En una región donde la impunidad suele blindar a quienes ejercen el poder, la justicia peruana exhibe una capacidad singular para investigar y sancionar a sus más altas autoridades. Que el sistema que persigue el delito y administra justicia haya logrado llevar a juicio y sentenciar a casi todos los presidentes que han cometido delitos en las últimas décadas constituye, sin duda, una demostración de vigor institucional.
No obstante, ese estándar de exigencia se diluye cuando las pesquisas apuntan a los miembros del establishment que aún detentan el poder. Como han sido testigos los peruanos, los procesos se entrampan, las denuncias se archivan y la búsqueda de responsabilidades se ve neutralizada por un sistema de blindaje institucional que funciona como resguardo para quienes controlan y han cooptado diversas instituciones en el Estado.
En ese sentido, se instala una justicia asimétrica. Es decir, firme con algunos, pero indulgente con otros, como con quienes hoy manipulan la arquitectura institucional.
La conducta del actual Parlamento y de sus satélites cooptados ilustra con nitidez esta distorsión. El episodio más elocuente fue la liberación del expresidente y dictador Alberto Fujimori, producto de un indulto cuestionado que terminó siendo reactivado gracias a un Tribunal Constitucional sometido al clima político del momento, y no salvaguardando el sentido jurídico que debería priorizarse en un Estado de derecho. Con esta decisión, el Congreso y el TC no solo desconocieron estándares mínimos de justicia, sino que desacataron abiertamente el fallo de un organismo internacional; en este caso, la Corte Interamericana de Derechos Humanos.
En esa línea, los congresistas que hoy gobiernan de facto el país deberían leer las sentencias contra expresidentes no como un trofeo político, sino como un espejo. Si el Estado ha sido capaz de procesar y condenar a quienes alguna vez ocuparon la cúspide del poder, con mayor razón deberá, en su debido momento, exigir cuentas a quienes desde el Parlamento manipulan procedimientos, hostigan instituciones autónomas e instrumentalizan su investidura para bloquear investigaciones que los comprometen.

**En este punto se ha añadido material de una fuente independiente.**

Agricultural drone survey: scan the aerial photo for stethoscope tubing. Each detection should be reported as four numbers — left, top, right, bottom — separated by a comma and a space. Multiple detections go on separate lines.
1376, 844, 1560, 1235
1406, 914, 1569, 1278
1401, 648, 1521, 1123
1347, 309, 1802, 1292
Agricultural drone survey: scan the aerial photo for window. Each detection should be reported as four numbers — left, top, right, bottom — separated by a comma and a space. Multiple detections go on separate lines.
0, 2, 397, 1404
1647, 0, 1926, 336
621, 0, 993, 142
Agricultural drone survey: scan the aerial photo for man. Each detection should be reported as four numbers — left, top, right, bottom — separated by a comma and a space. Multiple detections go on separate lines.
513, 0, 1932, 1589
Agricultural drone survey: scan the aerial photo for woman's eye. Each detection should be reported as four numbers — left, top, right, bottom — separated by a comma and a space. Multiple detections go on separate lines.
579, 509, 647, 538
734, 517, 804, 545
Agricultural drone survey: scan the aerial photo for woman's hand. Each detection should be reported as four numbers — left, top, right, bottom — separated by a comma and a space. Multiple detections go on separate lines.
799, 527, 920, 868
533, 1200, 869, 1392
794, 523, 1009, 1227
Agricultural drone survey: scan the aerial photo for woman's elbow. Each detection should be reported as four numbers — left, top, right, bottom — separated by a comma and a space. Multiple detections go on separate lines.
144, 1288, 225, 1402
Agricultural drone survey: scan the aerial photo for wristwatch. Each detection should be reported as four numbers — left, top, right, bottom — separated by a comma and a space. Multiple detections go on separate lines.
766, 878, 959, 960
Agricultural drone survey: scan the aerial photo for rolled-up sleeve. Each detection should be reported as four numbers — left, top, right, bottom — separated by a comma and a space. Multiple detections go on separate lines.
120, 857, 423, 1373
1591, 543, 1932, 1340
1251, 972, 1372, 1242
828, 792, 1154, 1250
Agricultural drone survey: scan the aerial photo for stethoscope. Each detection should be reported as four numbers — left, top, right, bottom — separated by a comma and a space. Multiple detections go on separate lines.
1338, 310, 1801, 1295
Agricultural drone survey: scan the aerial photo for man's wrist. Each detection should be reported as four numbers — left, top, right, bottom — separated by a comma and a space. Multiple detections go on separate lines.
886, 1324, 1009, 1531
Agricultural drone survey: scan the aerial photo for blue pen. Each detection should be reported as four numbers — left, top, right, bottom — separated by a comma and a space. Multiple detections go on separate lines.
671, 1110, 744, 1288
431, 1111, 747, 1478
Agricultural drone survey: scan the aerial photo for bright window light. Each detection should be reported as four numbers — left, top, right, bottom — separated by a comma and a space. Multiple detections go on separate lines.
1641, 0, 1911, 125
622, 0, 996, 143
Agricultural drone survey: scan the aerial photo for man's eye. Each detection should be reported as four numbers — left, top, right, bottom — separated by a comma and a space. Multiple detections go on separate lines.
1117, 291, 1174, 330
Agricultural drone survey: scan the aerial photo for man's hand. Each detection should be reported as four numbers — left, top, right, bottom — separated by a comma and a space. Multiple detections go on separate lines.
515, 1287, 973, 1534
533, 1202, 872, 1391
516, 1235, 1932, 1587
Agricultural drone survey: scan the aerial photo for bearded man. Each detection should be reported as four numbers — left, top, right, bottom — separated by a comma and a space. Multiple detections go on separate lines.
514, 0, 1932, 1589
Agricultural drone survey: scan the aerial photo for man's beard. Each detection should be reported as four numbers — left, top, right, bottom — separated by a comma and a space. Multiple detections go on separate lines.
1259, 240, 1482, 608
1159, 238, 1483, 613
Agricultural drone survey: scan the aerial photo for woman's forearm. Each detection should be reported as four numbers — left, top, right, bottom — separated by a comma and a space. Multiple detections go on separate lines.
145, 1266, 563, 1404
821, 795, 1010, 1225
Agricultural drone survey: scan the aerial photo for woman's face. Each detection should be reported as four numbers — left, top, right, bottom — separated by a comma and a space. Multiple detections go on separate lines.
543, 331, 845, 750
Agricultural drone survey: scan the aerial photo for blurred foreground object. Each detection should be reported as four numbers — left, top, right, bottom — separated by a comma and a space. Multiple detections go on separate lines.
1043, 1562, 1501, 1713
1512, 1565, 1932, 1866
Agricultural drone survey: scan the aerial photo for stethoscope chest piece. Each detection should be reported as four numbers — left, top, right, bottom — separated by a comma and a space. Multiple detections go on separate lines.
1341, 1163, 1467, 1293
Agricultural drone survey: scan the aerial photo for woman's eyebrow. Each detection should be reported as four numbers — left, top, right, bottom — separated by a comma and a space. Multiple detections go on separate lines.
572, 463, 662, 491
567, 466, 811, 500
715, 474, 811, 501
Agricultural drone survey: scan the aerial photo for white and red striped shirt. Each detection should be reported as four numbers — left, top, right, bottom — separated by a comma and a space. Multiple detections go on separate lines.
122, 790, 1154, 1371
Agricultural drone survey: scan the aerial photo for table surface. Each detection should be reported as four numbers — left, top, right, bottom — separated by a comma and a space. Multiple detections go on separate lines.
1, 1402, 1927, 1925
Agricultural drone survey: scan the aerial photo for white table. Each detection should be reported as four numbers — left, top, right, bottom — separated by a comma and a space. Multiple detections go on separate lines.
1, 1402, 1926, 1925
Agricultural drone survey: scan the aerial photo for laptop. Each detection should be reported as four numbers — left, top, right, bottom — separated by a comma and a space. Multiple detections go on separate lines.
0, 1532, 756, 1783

La justicia peruana ha demostrado que puede ser célere y determinante. Lo que permanece pendiente es que llegue, con idéntica firmeza, a aquellos que hoy se aferran al poder para sustraerse de ella. Solo entonces podremos hablar de un sistema verdaderamente democrático, en el que la ley deje de ser un instrumento de conveniencia y se convierta, al fin, en un principio universal que se caracterice por ser sin excepciones, sin privilegios y sin silencios cómplices.